Pritikin had effectively acquired all the relevant pieces of evidence and assimilated them into his personal revelation, forgetting entirely to assign any origins for his information. It was almost amusing to hear Pritikin describe the nutrient composition of the traditional Japanese diet, which he had incorporated into the Pritikin Diet Plan, with no acknowledgment that the exact composition he described was the one documented by the Seven Countries Study of Ancel Keys and colleagues, carried out from the very Minnesota center Pritikin was visiting this day. Remarkably, there was no word of acknowledgment of the origins of any of the evidence he exploited or any of the ideas he propounded. Such hubris, with the appropriation of others’ findings into a personal, “revealed” testament, is, I suspect, another characteristic of the charismatic — the opposite of a good scientist.

At the close of the discourse, Pritikin was questioned thoughtfully and respectfully, I thought, by our faculty and staff. When discussion moved at all toward confrontation, I tried to defuse the situation so that, I believed, we were responsive and hospitable hosts. We had not insulted him. We had not even challenged his lack of attribution or his misrepresentations and exaggerations, of which there were many. And we had been impressed if not awed by his conviction and intensity, and, yes, by his charisma.

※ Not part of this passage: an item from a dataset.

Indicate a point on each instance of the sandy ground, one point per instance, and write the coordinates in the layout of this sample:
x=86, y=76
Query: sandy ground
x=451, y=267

A few days after Pritikin’s departure, I wrote a short editorial about his visit for our in-house MRFIT Clinic Newsletter that was sent to our Minnesota faculty and staff. I pointed out what I considered fact and what fiction in his message. And I opined about the characteristics of a presentation that failed to separate the two. Pritikin’s major conceptual error, I thought, was his failure to distinguish public health goals from individual goals for a healthy diet. I explained that I had invited him so that we could hear his point of view in the international debate about diet and heart disease and his apparent (then undocumented) contribution to the effective reduction of risk factors among selected well-to-do patients at high coronary risk. In my editorial I also punctured his “David” railings against the American Heart Association “Goliath.“ I pointed out the difference between an appropriate and feasible national policy goal for average diet change and a rigorous individual goal for high-risk persons, a point that he apparently never grasped. I discounted his petulant plaints that the AHA dietary goal is “a sell-out to industry,” and countered other terms of derogation that he seemed to use to bolster his exaggerations and perhaps aggrandize his importance.

At any rate, my commentary, directed solely to our laboratory staff was, I thought, a straightforward and unemotional if critical dissection of Pritikin’s presentation. I assumed that my colleague Zifferblat retained his scientific objectivity and so copied the newsletter to him. A few days later I received a special-delivery letter from Pritikin’s lawyers indicating that I should prepare for a libel suit.

I immediately phoned Zifferblat and followed up the call with an explanatory letter. I gave my view that Nathan Pritikin could not really have it both ways, as huckster and as scientist. I maintained my right and duty to criticize his presentation before our largely non-medical staff. And I pointed out that the newsletter Pritikin thought to be a nationwide MRFIT publication was our Minnesota in-house organ with a limited circulation.  Pritikin’s libel suit never materialized.

Pritikin went on, of course, to greater fame and fortune. His successors have, I believe, appropriately documented his Institute’s considerable accomplishments in health promotion — among select, affluent individuals at high risk.

Wonderful people, these charismatics I have known. As a youth growing up in a parson’s family, I read extensively in the New Testament about the greatest of them all. My experience then and now leads me to admire the skills, effectiveness, and many good works of charismatics — but to trust or follow them — not at all.